Munford was the first in a succession of figurative artists who were important to Mr. Lieberman’s development. After dropping out of Southampton College, he went to California to surf, then returned to Long Island and enrolled at Stony Brook University, where the art faculty included the noted critics Lawrence Alloway and Donald Kuspit and the figurative sculptor Robert White. 

White introduced Mr. Lieberman to Paul Georges, a painter who had studied with Fernand Leger and Hans Hofmann and was known for large-scale figurative allegories and self portraits. When he went to meet Georges, who was part of the circle that included Larry Rivers and Jane Freilicher, Mr. Lieberman brought a black portfolio and wore a suit.

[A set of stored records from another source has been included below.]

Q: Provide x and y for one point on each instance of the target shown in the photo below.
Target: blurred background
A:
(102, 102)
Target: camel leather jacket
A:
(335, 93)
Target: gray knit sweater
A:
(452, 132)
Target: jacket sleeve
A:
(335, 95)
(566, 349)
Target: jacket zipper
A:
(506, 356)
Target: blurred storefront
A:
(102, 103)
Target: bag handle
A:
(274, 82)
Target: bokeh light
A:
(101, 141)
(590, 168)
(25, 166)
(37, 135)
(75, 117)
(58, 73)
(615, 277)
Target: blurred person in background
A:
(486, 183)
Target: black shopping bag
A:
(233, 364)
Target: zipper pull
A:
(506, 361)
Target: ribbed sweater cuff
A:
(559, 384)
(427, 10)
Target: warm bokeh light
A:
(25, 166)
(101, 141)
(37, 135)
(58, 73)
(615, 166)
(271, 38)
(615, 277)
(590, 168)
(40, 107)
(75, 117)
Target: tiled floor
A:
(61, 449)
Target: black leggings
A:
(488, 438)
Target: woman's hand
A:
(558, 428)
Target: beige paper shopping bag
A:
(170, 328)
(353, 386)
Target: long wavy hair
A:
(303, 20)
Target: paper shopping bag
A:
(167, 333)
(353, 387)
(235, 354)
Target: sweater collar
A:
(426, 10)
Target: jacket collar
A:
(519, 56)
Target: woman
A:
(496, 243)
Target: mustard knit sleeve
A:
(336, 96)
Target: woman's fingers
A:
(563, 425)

“Georges said to me, ‘You look like a dentist. Come tomorrow and we’ll go to the Figurative Alliance.’ ” The Alliance of Figurative Artists was an artist-run discussion group frequented by the important figurative painters in New York City during the 1970s, among them Alice Neel, Philip Pearlstein, Rackstraw Downes, and Georges.

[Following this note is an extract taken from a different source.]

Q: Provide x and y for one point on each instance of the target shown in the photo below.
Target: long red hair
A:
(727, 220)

“Every Friday night we would go, they would have speakers or somebody would show their work, and the artists were brutal, they would yell, scream, tell people they were terrible. It was fantastic! Then we would spill over to this bar in Little Italy, Mare Chiaro, and keep talking. I was around 20 and I would lie and say I was older. I learned most of what I know about art and being an artist from sitting in bars drinking with artists.”

He went on to earn an M.F.A. at Brooklyn College, where he studied with Lennart Anderson. When Anderson died in 2015, William Grimes noted that Anderson applied a “modern twist” to his deep understanding of art historical masters, a description that could also be applied to Mr. Lieberman’s painting.

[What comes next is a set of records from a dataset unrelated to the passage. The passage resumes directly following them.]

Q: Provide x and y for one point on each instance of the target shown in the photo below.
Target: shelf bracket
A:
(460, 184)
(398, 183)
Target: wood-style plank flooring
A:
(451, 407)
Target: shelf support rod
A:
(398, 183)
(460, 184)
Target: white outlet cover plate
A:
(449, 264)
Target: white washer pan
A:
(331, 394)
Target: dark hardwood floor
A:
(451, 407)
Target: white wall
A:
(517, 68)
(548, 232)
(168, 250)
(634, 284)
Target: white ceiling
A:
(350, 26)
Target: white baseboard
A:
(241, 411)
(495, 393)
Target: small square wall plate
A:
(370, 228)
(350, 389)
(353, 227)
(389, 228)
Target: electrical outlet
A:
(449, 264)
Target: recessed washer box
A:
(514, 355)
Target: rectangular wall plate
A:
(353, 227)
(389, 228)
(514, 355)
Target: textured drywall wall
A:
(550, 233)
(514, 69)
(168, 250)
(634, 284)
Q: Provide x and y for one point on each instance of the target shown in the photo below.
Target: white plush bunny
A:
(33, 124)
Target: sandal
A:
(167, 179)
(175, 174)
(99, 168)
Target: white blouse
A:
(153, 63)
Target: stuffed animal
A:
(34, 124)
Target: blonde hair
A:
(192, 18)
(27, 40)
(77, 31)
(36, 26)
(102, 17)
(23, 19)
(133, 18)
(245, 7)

Curiously, though Mr. Lieberman was embedded in the world of figurative painters in New York City in the late 1970s and 1980s and had his first solo show there in 1982, he never lived in the city. While residing in Babylon, he taught high school in Mineola for 14 years, and then, in 1990, moved to Water Mill and to a teaching position at East Hampton High School, “the only place I ever taught where the parents wanted their kids to go to art school.” He retired from there in 2014 and now teaches two classes at Stony Brook University.

He and his wife, Marilyn, a jewelry designer, have been together for 40 years. Their son, Michelangelo, 28, is a long-range planner for the Town of Southampton. Nicole, their 25-year-old daughter, is an attorney who lives in Long Island City.

“Forsythias and Drive,” a view from Bruce Lieberman's studio.